Elle rit intérieurement en imaginant la tête déconfite de Lirion quand elle lui parlerait de ses recherches à venir, jusqu’à ce qu’elle aperçoive les corps des gardes Terrionnours au sol. Elara se précipita pour voir leur état, mais ils semblaient endormis, le laboratoire était ouvert et elle courut vers le bureau où étaient stockés les cristaux. Ils n’étaient plus alignés soigneusement, mais un gros trou ornait le centre de la table, trois ou quatre cristaux avaient été volés. Elle sentit une odeur étrange qui la fit éternuer, elle se retourna et aperçut une fée qui essayait de s’enfuir discrètement.
— Stop ! Arrête-toi, tu ne peux pas prendre ça, c’est très dangereux.
La fée ignora Elara et s’enfuit en volant le plus vite qu’elle put, portant dans ses bras un cristal qui faisait presque la moitié de sa taille. Elle la poursuivit et se mit à crier :
— Arrêtez-la !!
La fée la fixa un instant et se sentant acculée, elle se tourna vers Elara, les yeux brillants de larmes, puis lâcha le cristal en le lançant dans sa direction. Elara se recula vivement, protégeant son visage et son ventre alors que le cristal éclatait sur le sol, provoquant une détonation qui la souffla à plusieurs mètres en arrière.
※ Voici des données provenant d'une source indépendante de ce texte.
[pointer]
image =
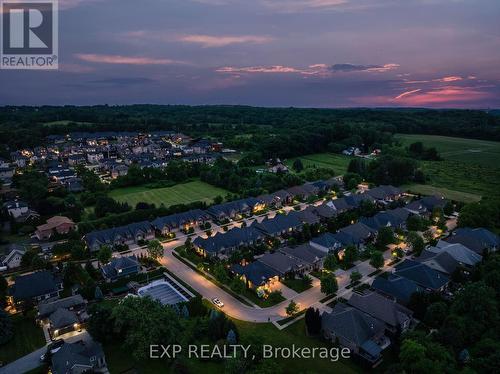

Le couloir était totalement enfumé et des particules brillantes vacillaient dans l’air ambiant.
Elara sentit que sa jambe avait été touchée à cause d'une douleur fulgurante. Regardant avec appréhension, elle vit qu’aucun sang ne coulait et elle se remit doucement debout, s’appuyant principalement sur l’autre jambe pour aller sur le lieu de l’impact. En s’approchant, elle vit la fée au sol, les ailes et cheveux brûlés. Elle sentit les larmes lui monter aux yeux, on aurait dit une parodie grotesque de Barbie qui aurait fini dans les mains d’un enfant cruel. Elle la prit dans les mains, se demandant pourquoi elle en était arrivée là.
— Ne bouge pas, on va trouver de quoi te soigner, chuchota Elara, le visage brouillé de larmes.
— Je voulais juste… sauver notre magie, répondit la fée en toussant.
— Mais pourquoi ? On allait arranger les choses, ces cristaux sont très dangereux.
— On nous a dit que les portails allaient détruire Brocéliande, on devait faire quelque chose, reprit-elle en toussant de plus belle.
— Chut, ne parle plus, on va trouver de l’aide. (se mettant à crier) Il y a quelqu’un ? Aidez-nous.
Elara marcha en boitant jusqu’au couloir suivant qui n’avait pas été touché par l’explosion et vit l’Ankou se rapprocher d’elle, glissant sur le sol.
— S’il vous plaît, elle a besoin d’aide.
Il se pencha sur la silhouette de la fée, la saisit doucement dans ses mains et leva les yeux vers elle après l’avoir observée un instant.
— Elle est déjà morte.
— Quoi ? Qu’est-ce que vous racontez, elle peut encore être sauvée, il doit y avoir un druide ou des remèdes quelque part…
— Non, elle est déjà morte, mais vous, vous vivrez.
Alors qu’elle baissait les yeux vers la fée, elle s’aperçut qu’elle avait disparu et que seul un bout de tissu brûlé restait dans les mains de l’Ankou. Elle ravala un sanglot, ne comprenant pas ce qui s’était passé, mais se souvenant des paroles de la fée. Les cristaux, eux, avaient bien disparu.
— Il faut aller sur le site de la cérémonie, un drame va se dérouler et il risque d’y avoir beaucoup de morts, est-ce que je peux compter sur vous ?
Il la fixa un instant puis hocha la tête et s’en alla comme un spectre. La nausée la prit, la douleur à sa jambe était trop forte et l’adrénaline commençait à retomber. Elle fit quelques pas et pensa à Lirion, il devait venir la retrouver bientôt, il allait arriver… Elle sentit ses jambes céder alors que son Hoper la rattrapait in extremis.
— Ça va aller, ma chérie.
— Non, ça ne va pas aller, répondit-elle, le visage baigné de larmes.
Il la porta délicatement, s’éloignant de la zone sinistrée.